Les conservateurs répliquent

Les conservateurs et leur chef, Pierre Poilievre, ont depuis fait de la suppression de cette tarification la pièce maîtresse de leur campagne préélectorale. Au cours des 17 mois qui ont suivi l’arrivée de M. Poilievre à la tête du parti, les conservateurs ont présenté des motions à neuf reprises pour amener la Chambre des communes à voter contre la politique.

Ils n’ont pas réussi auprès des autres partis, mais ils gagnent du terrain auprès des Canadiens, le parti de M. Poilievre devançant les libéraux dans les sondages. Le sondage Abacus révèle que parmi les personnes qui ont voté libéral en 2021, plus d’une personne sur dix ne le fera plus, notamment à cause de la tarification du carbone.

Pierre Poilievre insiste sur le fait que cette tarification contribue à l’inflation, notamment sur le prix des aliments.

«La vie est devenue inabordable parce que Trudeau a imposé une taxe carbone punitive sur les produits essentiels dont les Canadiens ont besoin pour survivre», a affirmé son parti dans un communiqué de presse publié mercredi.
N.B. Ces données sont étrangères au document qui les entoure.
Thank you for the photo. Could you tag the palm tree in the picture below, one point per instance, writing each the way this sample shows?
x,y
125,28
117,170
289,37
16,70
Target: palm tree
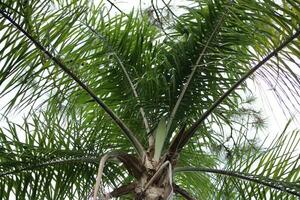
x,y
152,104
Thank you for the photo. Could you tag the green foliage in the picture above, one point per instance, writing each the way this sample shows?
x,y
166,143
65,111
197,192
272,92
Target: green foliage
x,y
54,154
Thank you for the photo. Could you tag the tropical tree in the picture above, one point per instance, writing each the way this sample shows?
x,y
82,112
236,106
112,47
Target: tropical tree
x,y
152,103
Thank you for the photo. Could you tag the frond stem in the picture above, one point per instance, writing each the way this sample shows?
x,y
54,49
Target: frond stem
x,y
187,83
138,146
278,185
191,131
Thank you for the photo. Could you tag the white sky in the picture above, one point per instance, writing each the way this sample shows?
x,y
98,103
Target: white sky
x,y
266,101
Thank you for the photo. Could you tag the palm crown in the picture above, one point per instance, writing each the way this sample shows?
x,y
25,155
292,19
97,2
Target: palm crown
x,y
150,100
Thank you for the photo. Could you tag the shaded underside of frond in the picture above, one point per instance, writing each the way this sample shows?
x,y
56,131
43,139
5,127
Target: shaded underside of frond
x,y
65,125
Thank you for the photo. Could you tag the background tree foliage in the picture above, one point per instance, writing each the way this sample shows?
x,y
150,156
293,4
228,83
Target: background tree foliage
x,y
153,75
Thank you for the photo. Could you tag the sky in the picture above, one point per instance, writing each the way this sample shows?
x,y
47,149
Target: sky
x,y
265,99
Le ministre de l’Environnement, Steven Guilbeault, conteste cette affirmation. L’automne dernier, le gouverneur de la Banque du Canada, Tiff Macklem, a souligné que la tarification du carbone avait un impact négligeable sur l’inflation en 2023 et un impact encore plus petit en 2022, a déclaré M. Guilbeault.

Mais il admet également que les Canadiens ne comprennent pas vraiment comment tout cela fonctionne, et son ministère s’efforce de changer cela, notamment avec le changement de nom de mercredi.

«Ce que j’espère que les gens retiendront de ce que nous faisons aujourd’hui, c’est que cela aide les Canadiens et les Canadiens qui en ont le plus besoin», a-t-il ajouté. «Et je pense que, certes, le nom précédent était un peu difficile à comprendre et même à retenir pour beaucoup de gens, cela facilitera probablement les choses.»

Keith Stewart, stratège énergétique principal chez Greenpeace Canada, a déclaré que le changement de marque est plus que nécessaire.

«Je suis heureux qu’ils lui donnent un nom qui décrit avec précision de quoi il s’agit, parce que je ne savais pas ce qu’était  »le paiement de l’incitatif à agir pour le climat » – et je travaille en politique climatique», a-t-il affirmé.

M. Stewart espère que si les Canadiens comprennent mieux la politique, ils seront moins susceptibles d’être mal informés à son sujet.

Enjeux de communication

La tarification du carbone n’a pas été le seul problème de communication des libéraux ces derniers temps.

Mercredi, M. Guilbeault a passé la journée à clarifier les propos qu’il a tenus lundi en français lors d’une conférence sur le transport en commun à Montréal.

Le ministre a déclaré lors de la conférence que le gouvernement fédéral n’allait pas investir dans de nouveaux projets routiers parce que le réseau routier existant est adéquat pour répondre aux besoins des Canadiens. Il a ajouté que des investissements dans le transport en commun et le transport actif seraient réalisés.

Cette déclaration a suscité des réactions négatives de la part des conservateurs et des premiers ministres provinciaux. Le premier ministre de l’Ontario, Doug Ford, a même lancé un courriel de collecte de fonds à ce sujet.

Pressé de s’expliquer, M. Guilbeault a avoué qu’il aurait clarifié qu’il faisait référence à de nouveaux projets routiers majeurs comme le «troisième lien» qui souhaite relier la ville de Québec à la ville de Lévis, située de l’autre côté du fleuve Saint-Laurent. Il a précisé que cela ne voulait pas dire que le gouvernement n’investirait plus dans l’entretien ou l’amélioration des routes canadiennes.